Scrabble resources
By John Fultz
Last modified on Thursday, July 12, 2007
Here are some of my favorite online Scrabble resources with some of my own yammering about each.
NASPA and tournament links
Upcoming tournaments
Player information
Online play and study
Internet Scrabble Club
Popularly known as ISC, this site is the most popular hangout for online play among tournament players. Many of the club members are on ISC. Check the sidebar for a list of their logins which you might want to add to your buddies list.
JumbleTime
This is a great site for word study and a lot of fun. Use it to help you study anything from 4's to 8's. Requires only a Java-capable web browser.
Word lookup and study tools
These are the essentials.
- Zyzzyva is the most prevalent, and certainly one of the most flexible, tools out there. I use it for building all of my word lists. It also has quizzing and flash-carding features which I personally find less useful, but some people find it helpful. It's available for PC, Mac, and Linux.
- Quackle is a free crossword game AI and analysis tool. It runs on Mac, Windows, and Linux. It has a choice of AI players. The dumbest (but still very good) is the "Quick Player", which simply makes the best play by analyzing the board and determining the play which will produce the best combination of high score, good board position, and good leave. The other players are better, as they start with the same analysis the quick player does, but then proceed to simulate lots of possible outcomes to determine the likelihood of a move producing good or bad results a couple of turns down the road. You can also enter your played games into Quackle, and use its simulator to determine where you might have made better moves.
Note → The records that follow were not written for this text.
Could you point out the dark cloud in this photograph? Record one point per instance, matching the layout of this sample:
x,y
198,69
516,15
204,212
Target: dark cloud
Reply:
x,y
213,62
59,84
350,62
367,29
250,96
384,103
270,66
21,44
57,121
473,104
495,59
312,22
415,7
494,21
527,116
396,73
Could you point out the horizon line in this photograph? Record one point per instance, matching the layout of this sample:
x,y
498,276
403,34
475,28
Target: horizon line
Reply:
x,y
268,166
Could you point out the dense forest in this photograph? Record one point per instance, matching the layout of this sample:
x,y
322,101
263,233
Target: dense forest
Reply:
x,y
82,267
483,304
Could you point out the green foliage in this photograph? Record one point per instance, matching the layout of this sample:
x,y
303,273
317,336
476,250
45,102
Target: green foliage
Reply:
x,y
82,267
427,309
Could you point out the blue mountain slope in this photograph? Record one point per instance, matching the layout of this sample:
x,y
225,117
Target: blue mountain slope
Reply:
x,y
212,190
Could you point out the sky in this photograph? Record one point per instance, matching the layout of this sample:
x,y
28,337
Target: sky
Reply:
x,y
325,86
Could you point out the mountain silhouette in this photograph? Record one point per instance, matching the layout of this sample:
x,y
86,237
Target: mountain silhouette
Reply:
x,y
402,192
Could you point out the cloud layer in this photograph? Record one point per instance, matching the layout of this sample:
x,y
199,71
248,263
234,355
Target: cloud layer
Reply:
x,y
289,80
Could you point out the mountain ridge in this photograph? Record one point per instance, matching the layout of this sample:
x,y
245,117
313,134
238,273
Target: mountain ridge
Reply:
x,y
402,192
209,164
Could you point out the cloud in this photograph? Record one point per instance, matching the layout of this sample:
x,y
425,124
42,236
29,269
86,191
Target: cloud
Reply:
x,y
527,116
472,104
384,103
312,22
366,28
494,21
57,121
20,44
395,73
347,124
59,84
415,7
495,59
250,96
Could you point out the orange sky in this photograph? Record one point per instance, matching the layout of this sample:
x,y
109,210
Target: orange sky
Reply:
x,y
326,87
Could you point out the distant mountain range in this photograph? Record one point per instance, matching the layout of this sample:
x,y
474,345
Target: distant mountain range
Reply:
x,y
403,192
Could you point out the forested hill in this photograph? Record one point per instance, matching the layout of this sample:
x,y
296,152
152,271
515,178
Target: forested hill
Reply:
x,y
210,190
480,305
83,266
- LAMPWords is an older program which runs on Palm and is very suited to the scaled-down hardware. It is no longer being maintained, but still in use by some in the Scrabble community.
- Mike Baron's WordBook is a great tool for organizing your word study. It's filled with stem lists, anamonics, and other sorts of useful word lists.
- Brow-Raisers is a book which focuses on the words you probably don't know. It has lots of useful lists, organized in ways you'll rarely find elsewhere, and with uncommon words or uncommon hooks to common words emphasized. If you use systems and patterns as memory aids rather than just consuming raw word or alphagram lists, you should strongly consider this book. Make sure you have the errata.
Other resources
I've read Everything Scrabble from cover to cover, solved the puzzles, and memorized the word lists. I like word lists, but what I really like is strategy and inside tips. Most of what I see on the web is stuff I already knew from Everything Scrabble. Here are a few links I have been able to find which added something genuinely interesting to that body of knowledge (experts already know this stuff, but we're not all experts yet!).
- Steve Pellinen's Journey from Novice to Expert. I never successfully tracked tiles until I read this, and it was Steve who first showed me that there was something just beyond the high fives that I was missing.
- G.I. Joel's Newbie's** First Scrabble(tm) Lesson. The principle lesson here is that Scrabble is a math game, which you must understand to be really good. I have an engineering background, so I picked up on this naturally, but many people don't.
- Can-Am 2002, the book. I'm not sure it's being sold anymore (all of the links I can find are dead), but if you're interested in deep expert analysis of expedrt games, you must track down this book.